Teils gute, teils schlechte Nachrichten aus Kyiv

Nach unserer vorsichtig formulierten Rückfrage gab es heute eine Antwort, teilweise beruhigend, teilweise auch mit einem beunruhigenden Inhalt. Wir wissen jetzt, wo der junge Mann ist. Glücklicherweise nicht in einem Kriegsgefangenenlager in der Ostukraine, sondern in einem Krankenhaus in der Hauptstadt Kyiv. Das ist der gute Teil der Nachricht, er ist – soweit man das so sagen kann – in gewisser Sicherheit. Allerdings liegt die Hauptstadt unter Beschuß, es gibt Raketeneinschläge.
Mit Galgenhumor formuliert könnte man sagen, lächle und sei froh, denn es könnte schlimmer sein.
Und ich lächelte und war froh und es kam schlimmer.
Schwer verletzt und künstlich beatmet

Sergei ist bewußtlos und schwer verletzt, er muß beatmet werden. So teilte es uns das Krankenhaus mit. Wie genau seine Verletzungen sind, das wissen wir noch nicht und haben deshalb um einen medizinischen Bericht gebeten. Sicherheitshalber haben wir einen Übersetzungsdienst eingeschaltet, um Missverständnisse zu verhindern. Und wir ziehen über uns bekannte Netzwerke und Behörden weitere Erkundigungen ein – immer in der Hoffnung, auf Wege zu stoßen wie wir dem jungen Mann helfen können.
Es muß furchtbar sein, als hilfloser und schwer verletzter Flüchtling in einem Krankenhaus zu sein, noch dazu aus einem Land kommend, dessen Nennung bei den allermeisten Ukrainern nur noch Hassgefühle auslösen wird. Und wir bauen dennoch auf Menschlichkeit, denn Sergei kann nichts für diesen Krieg, wollte diesen Krieg nicht, wollte nicht in diesem Krieg kämpfen, noch dazu für ein Land und Regime, das ihn selber ablehnt.

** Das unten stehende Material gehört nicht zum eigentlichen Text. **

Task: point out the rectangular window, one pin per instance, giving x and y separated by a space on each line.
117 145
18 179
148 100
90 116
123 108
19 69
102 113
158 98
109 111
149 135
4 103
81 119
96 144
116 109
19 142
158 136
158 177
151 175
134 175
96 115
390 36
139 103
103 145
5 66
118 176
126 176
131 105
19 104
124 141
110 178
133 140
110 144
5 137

Aber Gefühle sind Gefühle, manchmal eben auch irrational begründet und der Situation geschuldet. Wer möchte es den Ukrainern verübeln, wenn sie einem Russen nicht eben mit freundschaftlichen Gefühlen begegnen? Und dennoch, man kann nicht das ganze Volk in Haftung für das Tun eines größenwahnsinnigen Kriegsverbrechers wie Wladimir Putin und seiner Schergen Sergei Lawrow bis hin zu Patriarch Kyril nehmen.
Selbst ertappe ich mich bei dem Gedanken, ja sogar bei dem Wunsch, eines Tages in den Nachrichten zu hören, dass die genannten Politiker und Kirchenführer sich entweder vor einem Kriegsverbrechertribunal in Den Haag verantworten müssen oder – ja, ich gebe es zu – am besten direkt an der Kremlmauer gehängt oder erschossen werden. Ernsthaft.
Aber zurück zu Sergei.
Wie geht es weiter mit dem jungen Kriegsopfer?
Unter Umständen, sofern ein RTW mit Beatmung zur Verfügung stünde oder im günstigsten Fall eine Transportmöglichkeit via Flugzeug – könnte Sergei ausgeflogen werden. Achim Albers und ich recherchieren jetzt bei verschiedenen Stellen, Behörden und Krankenhäusern, wie das zu bewerkstelligen wäre. Sicher ist dass er nicht vor Ort bleiben kann. Die Ukrainer haben genug mit den eigenen Verletzten zu tun und werden froh sein, ihn loszuwerden – so bitter sich das anhört, so nachvolliehbar ist es.
Zurück nach Russland geht auch nicht, schon gar nicht in seinem Zustand. Nach Genesung wäre er wieder gezwungen, an einem völkerrechtswidrigen Krieg teilzunehmen. Unzumutbar, also läuft es darauf hinaus, dass er als Flüchtling eingestuft wird. Deutschland hilft der Ukraine auch auf dem humanitären Feld und wir hoffen, dass wir einen Weg finden, ihn aus dem Land zu holen. Aber erst müssen wir wissen, wie es um ihn genau bestellt ist und was die behandelnden Ärzte dazu sagen. Die entsprechenden Stellen sind eingeschaltet und die Kommunikation läuft.
Kannste Dir nicht vorstellen. Ein Anruf: „Sind Sie das Arschloch, das diesen scheiß Schwuchtel-Russen…?“
Den Rest geb ich nicht wieder, das würde vsl. zu einer Facebook-Sperre führen.
Wenn nicht die Menschlichkeit siegt, wo immer das geht, dann ist der ganze Krieg verloren.